After a cold June the weather is improving in north Iceland. There are currently prime conditions for whale watching in the fjord Eyjafjördur where an unusually high number of whales have been spotted lately: humpbacks, minke whales, dolphins and porpoises.
Whale watching in Iceland. Copyright: Icelandic Photo Agency.
“It has gone incredibly well so far this summer. The whales have swum far into Eyjafjördur and their numbers are unusually high,” commented Árni Halldórsson to Morgunbladid.
Halldórsson recollects than when he started offering whale watching tours in 1993 there weren’t many humpbacks in Eyjafjördur. Currently there are eight to ten humpbacks in the fjord.
“On almost all of our tours we have sailed into the fjord,” he added of their location. Whales are usually spotted after sailing only ten or 15 minutes, Halldórsson said.

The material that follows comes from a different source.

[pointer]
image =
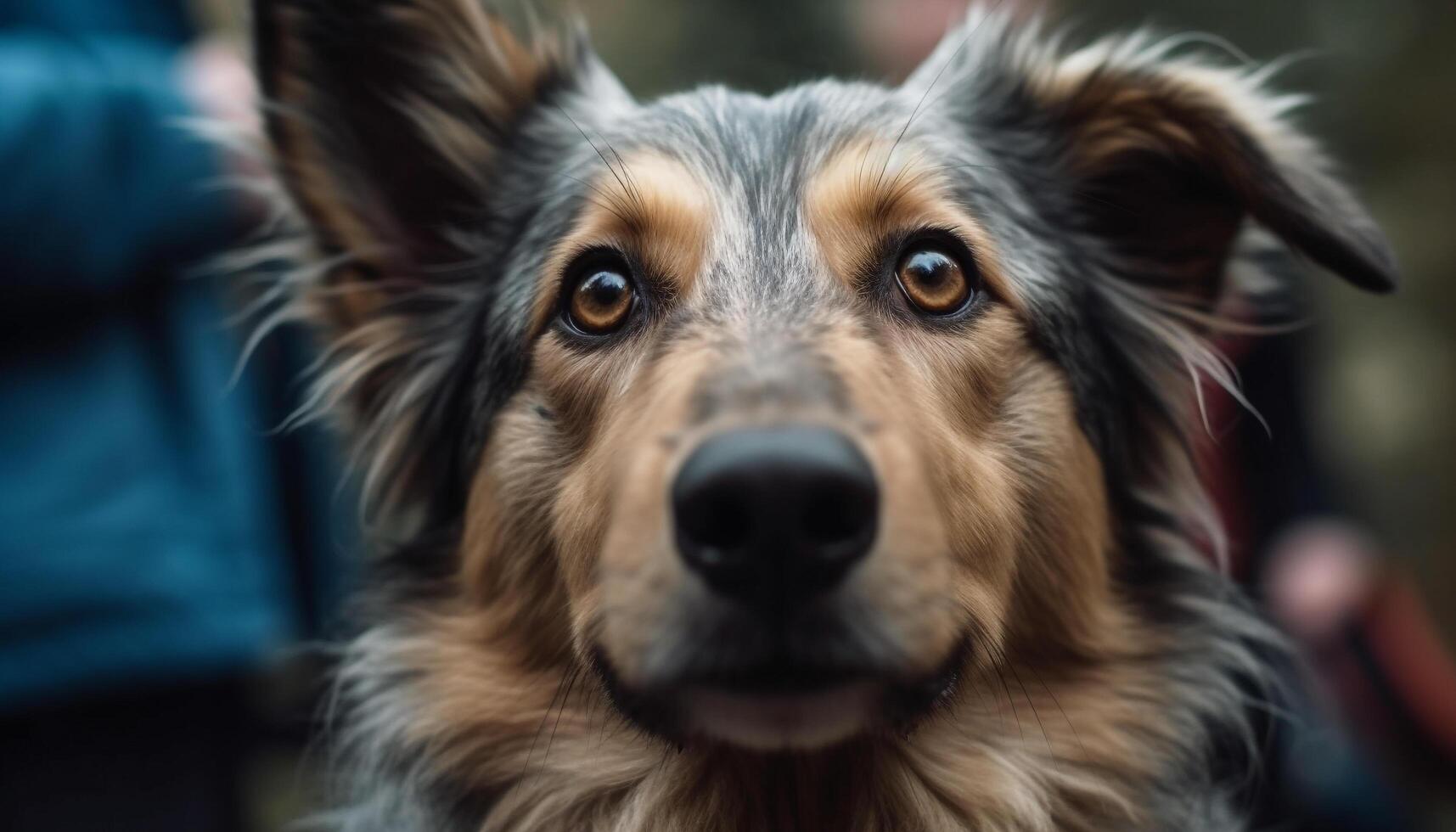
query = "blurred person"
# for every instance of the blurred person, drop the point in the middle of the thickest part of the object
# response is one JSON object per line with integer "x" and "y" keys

The north Iceland tourist industry is coming alive after the cold spell and he usually takes tourists on one to three whale watching tours per day.
Níels Jónsson EA is a boat with two purposes: in the summer it serves as a whale watching boat while in the winter it is used for fishing. Hauganes is also home to fish processing company Ektafiskur, which specializes in salted cod, or bacalao.
Hauganes, the neighboring village Árskógssandur and the island of Hrísey, which can be reached by ferry from Árskógssandur, are also frequented by gourmet tourists eager to taste the local bacalao, blue mussels and the beer Kaldi.